Depois de voar horas e horas pelo Universo, Vespúcio teve uma ideia:
— E se eu finalmente caminhasse sobre o planeta Terra e desse só uma espiadinha? — levantou dos anéis de Saturno, onde estava sentado para descansar, e voando em questão de segundos chegou à superfície do planeta Terra, o planeta que particularmente para ele, era o mais enigmático e interessante. Vespúcio caminhava com curiosidade e finalmente se inclinou, sem que ele percebesse um meteoro lhe atingiu e mesmo sabendo voar, se desequilibrou e caiu. Ele não fez força para voar, a sensação de embriaguez por estar em um planeta tão diferente do seu, o dominou. Os diversos odores lhe penetravam nas entranhas e pouco antes que caísse em terra firme, vomitou líquido lilás fluorescente.
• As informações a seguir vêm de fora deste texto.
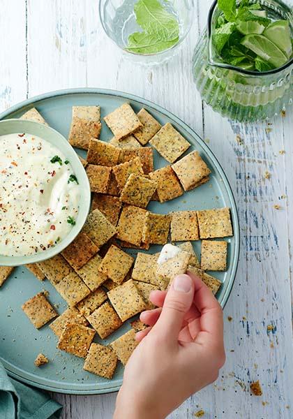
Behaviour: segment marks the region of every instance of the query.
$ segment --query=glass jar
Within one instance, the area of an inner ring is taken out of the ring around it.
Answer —
[[[259,3],[269,17],[288,20],[293,34],[292,8],[280,0]],[[220,14],[216,1],[209,11],[208,27],[193,55],[194,80],[202,99],[222,116],[239,122],[255,122],[280,114],[293,101],[293,59],[283,67],[264,73],[217,61],[212,31]]]

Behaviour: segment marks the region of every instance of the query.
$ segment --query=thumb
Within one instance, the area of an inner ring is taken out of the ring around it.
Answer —
[[[184,316],[193,301],[195,286],[188,275],[176,277],[167,293],[160,316],[153,329],[166,338],[178,340]]]

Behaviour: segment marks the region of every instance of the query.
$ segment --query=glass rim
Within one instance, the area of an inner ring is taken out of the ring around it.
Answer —
[[[227,64],[225,63],[221,63],[213,61],[211,57],[211,47],[212,47],[212,19],[213,13],[215,11],[216,8],[218,5],[218,0],[214,0],[213,3],[212,4],[211,8],[209,9],[209,16],[208,16],[208,38],[209,38],[209,62],[211,66],[213,66],[215,67],[220,67],[222,68],[225,68],[226,70],[232,70],[234,71],[236,71],[237,73],[241,73],[241,74],[245,74],[246,75],[257,75],[258,77],[262,77],[264,75],[269,75],[271,74],[276,74],[285,70],[287,68],[289,68],[291,65],[293,64],[293,57],[287,61],[285,64],[283,64],[281,67],[278,67],[278,68],[273,68],[273,70],[269,70],[268,71],[253,71],[252,70],[244,70],[244,68],[241,68],[240,67],[237,67],[236,66],[232,66],[231,64]],[[290,9],[289,9],[290,11]]]
[[[193,23],[193,17],[194,17],[194,13],[195,13],[195,3],[194,3],[194,0],[190,0],[190,1],[191,3],[191,6],[192,6],[192,10],[191,10],[191,13],[190,13],[191,15],[190,15],[190,22],[189,22],[188,27],[186,27],[186,31],[184,31],[183,36],[181,38],[179,37],[179,41],[176,44],[174,44],[172,47],[170,47],[169,48],[167,48],[166,50],[164,50],[163,51],[159,51],[158,52],[151,52],[151,54],[140,54],[138,52],[134,52],[133,51],[129,51],[126,48],[123,48],[117,42],[115,42],[114,41],[114,39],[109,35],[109,34],[107,31],[106,27],[104,24],[104,19],[103,18],[103,16],[102,16],[102,14],[103,14],[102,9],[103,9],[103,6],[102,6],[102,1],[100,0],[99,1],[100,22],[102,24],[103,29],[104,29],[104,32],[107,35],[107,38],[109,38],[109,39],[111,40],[111,41],[117,47],[118,47],[119,48],[119,50],[121,50],[123,52],[127,52],[128,54],[130,54],[131,55],[134,55],[135,57],[158,57],[160,55],[163,55],[167,51],[171,51],[172,50],[175,50],[177,47],[179,47],[182,43],[182,42],[186,39],[186,36],[188,35],[189,32],[190,31],[190,29],[191,29],[191,27]]]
Sentado em sua cadeira de cortiça com seu violão, o homem coberto de vômito era o engraçado Ramalhão:
— Eita meu sinhô, que pássaro doido foi esse que cagou?
Apenas de cueca e botas de cangaço, Ramalhão se dirigiu à beira do rio:
— Eita meu sinhô, que ômi misterioso é esse aqui nesse sertão? — Ramalhão com seus olhos naturalmente esbugalhados via o homem com seus olhos triangulares e disse:
— Ômi do céu, carnaval já passou cabra, e tu vomita bem em cima do meu violão? Eita cachaça nociva da moléstia! — Vespúcio se levantou intimidado, mas não sentia nada de ruim pelo terráqueo engraçado que lhe falava:
— Me desculpe senhor terráqueo, é que eu estava apenas observando o seu planeta, quando um meteoro me surpreendeu e eu caí, o cheiro do seu planeta embrulhou o meu estômago e eu vomitei — Ramalhão surpreendeu o extraterrestre com a naturalidade com a qual lhe respondeu:
— Não se aporrinhe ômi, essas coisa aconteci, mas intaum cê é um ET? — Ramalhão o fitava com doçura enquanto Vespúcio o respondia:
— Eu sou da zona sul do planeta Plutão, eu achava que todos os terráqueos fossem iguais — disse encantado.
— Ixi ômi, cê tá doido? Sou igual esse povo doido não — dizia Ramalhão com seu sotaque carregado, seus olhos arregalados e seu jeito engraçado — Qué qui tu pensa do povo daqui?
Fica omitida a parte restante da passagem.